A educação é um dos braços do Estado, um bem público, um direito social, mas nem sempre foi assim. Como todas as Políticas Sociais Públicas, ela foi se constituindo e moldando-se, mediante movimentos importantes de reivindicações sociais. Com isso o Estado também vai se transformando, se modificando, criando assim formas de mediações entre o mercado e a sociedade.

3.1 DEMOCRACIA, ESTADO E O DIREITO A EDUCAÇÃO PÚBLICA

O Brasil é um país democrático, mas o que é democracia? Vieira (2004, p. 153) reflete que os “modelos de governo e de Estado são múltiplos, configurando democracias e não a democracia”. Sendo assim, pode-se dizer que no Brasil vivenciaram-se tipos distintos de democracias, como a Democracia Totalitária, com uma verdade política única e exclusiva, com um plano centrado unicamente no político, uma aplicação de um projeto/concepção de mundo. Um tipo de democracia que utilizava técnicas e atos de coerção.

As formas de democracia posteriores como a representativa e participativa, dividiram cenário com uma forma de sistema econômico centrado no individualismo, com isso o espaço de representação do povo é cada vez mais minimizado. “O que constatamos no Brasil contemporâneo é que a democracia está se sustentando, mas suas instituições, longe de se consolidarem, estão cada vez mais submetidas aos interesses privados dos setores econômicos”. (BAQUERO, 2001, p.101).

Nessa relação entre interesses do povo e interesses dos setores privados, ambos buscando a atenção do Estado, quem pressiona mais obtém mais, e os brasileiros ainda não reconhecem o poder que tem. O modelo neoliberal vigente consegue estabelecer certas formas de comportamentos aos cidadãos que prejudicam a construção democrática efetiva no país. (BAQUERO, 2001).

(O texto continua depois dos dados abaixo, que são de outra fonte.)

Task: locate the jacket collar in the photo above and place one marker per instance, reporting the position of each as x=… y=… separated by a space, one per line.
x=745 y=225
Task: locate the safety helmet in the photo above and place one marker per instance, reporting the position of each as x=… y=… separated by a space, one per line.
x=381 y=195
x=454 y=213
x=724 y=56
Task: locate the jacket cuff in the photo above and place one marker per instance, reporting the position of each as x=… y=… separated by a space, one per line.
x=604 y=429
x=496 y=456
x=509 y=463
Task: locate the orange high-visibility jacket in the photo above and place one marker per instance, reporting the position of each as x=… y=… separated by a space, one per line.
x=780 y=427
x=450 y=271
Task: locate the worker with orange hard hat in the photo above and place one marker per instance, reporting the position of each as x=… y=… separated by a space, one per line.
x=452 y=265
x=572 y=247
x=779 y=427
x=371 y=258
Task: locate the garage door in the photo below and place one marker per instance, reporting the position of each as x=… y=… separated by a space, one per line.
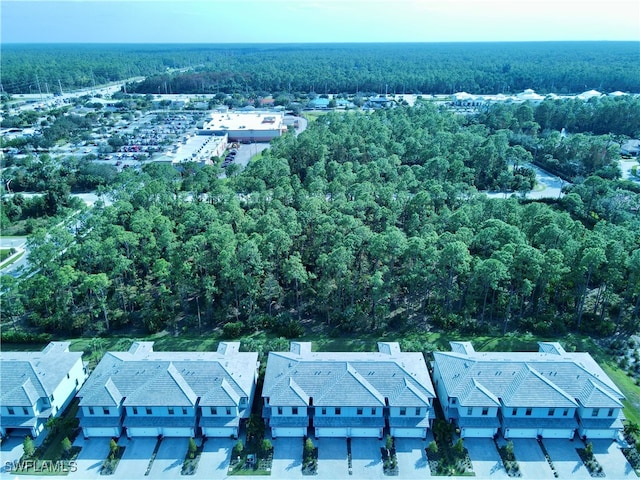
x=177 y=432
x=219 y=431
x=101 y=432
x=408 y=432
x=331 y=432
x=521 y=433
x=598 y=433
x=556 y=433
x=288 y=432
x=366 y=432
x=143 y=432
x=468 y=432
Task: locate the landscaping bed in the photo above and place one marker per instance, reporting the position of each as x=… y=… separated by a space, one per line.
x=389 y=457
x=256 y=456
x=508 y=459
x=309 y=458
x=445 y=457
x=192 y=457
x=111 y=463
x=590 y=461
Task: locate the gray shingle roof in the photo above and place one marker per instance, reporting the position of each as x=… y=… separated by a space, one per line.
x=142 y=377
x=347 y=378
x=27 y=376
x=550 y=377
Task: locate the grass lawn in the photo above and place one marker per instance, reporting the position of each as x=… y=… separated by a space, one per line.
x=4 y=254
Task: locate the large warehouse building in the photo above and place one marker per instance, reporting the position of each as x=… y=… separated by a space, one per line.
x=246 y=127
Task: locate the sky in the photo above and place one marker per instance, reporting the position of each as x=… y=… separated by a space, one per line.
x=313 y=21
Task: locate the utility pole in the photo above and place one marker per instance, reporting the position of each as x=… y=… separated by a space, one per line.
x=39 y=89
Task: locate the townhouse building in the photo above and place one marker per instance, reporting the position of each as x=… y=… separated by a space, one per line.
x=37 y=386
x=550 y=393
x=354 y=394
x=177 y=394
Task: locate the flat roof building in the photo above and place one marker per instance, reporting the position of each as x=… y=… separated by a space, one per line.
x=246 y=127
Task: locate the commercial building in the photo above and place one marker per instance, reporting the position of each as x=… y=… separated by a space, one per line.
x=246 y=127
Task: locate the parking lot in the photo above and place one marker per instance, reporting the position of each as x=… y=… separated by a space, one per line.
x=332 y=458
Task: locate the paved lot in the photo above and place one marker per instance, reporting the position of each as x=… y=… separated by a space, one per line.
x=366 y=459
x=485 y=458
x=565 y=458
x=92 y=456
x=412 y=458
x=214 y=461
x=287 y=458
x=531 y=459
x=168 y=462
x=332 y=458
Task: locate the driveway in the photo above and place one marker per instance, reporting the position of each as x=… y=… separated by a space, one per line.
x=332 y=458
x=135 y=460
x=412 y=458
x=612 y=460
x=287 y=458
x=530 y=458
x=565 y=458
x=168 y=462
x=214 y=461
x=366 y=459
x=10 y=451
x=93 y=454
x=485 y=458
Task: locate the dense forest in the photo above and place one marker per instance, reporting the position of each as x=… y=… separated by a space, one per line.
x=364 y=222
x=429 y=68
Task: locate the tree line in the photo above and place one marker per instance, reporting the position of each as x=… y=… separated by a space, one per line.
x=364 y=222
x=569 y=67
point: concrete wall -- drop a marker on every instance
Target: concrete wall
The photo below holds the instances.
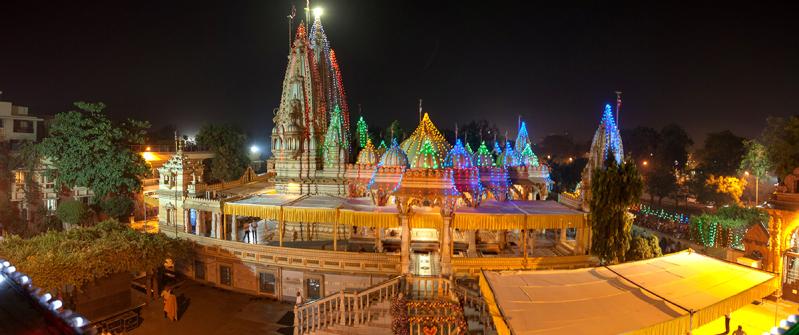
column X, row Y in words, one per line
column 288, row 281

O papel dos partidos políticos se vê hoje comprometido na sua função de agregação de interesses, pela insuficiência da consolidação democrática. Por um lado, o modelo político vigente tem permitido maior concentração de

renda, legitimada pelo dogma neoliberal; por outro, constata-se, simultaneamente, um crescimento da exclusão social e o aumento da pobreza, transformando a sociedade brasileira não numa sociedade de interesses, mas numa nação de necessidades. (BAQUERO, 2001, p. 101- 102)

Sendo assim, a realidade democrática que se vive hoje pode ser chamada de Democracia Liberal, ou seja, a união entre a democracia e o liberalismo. Um tipo de democracia que se explica através da igualdade de oportunidades segundo a capacidade de cada um, e dessa forma não se trata de uma igualdade social.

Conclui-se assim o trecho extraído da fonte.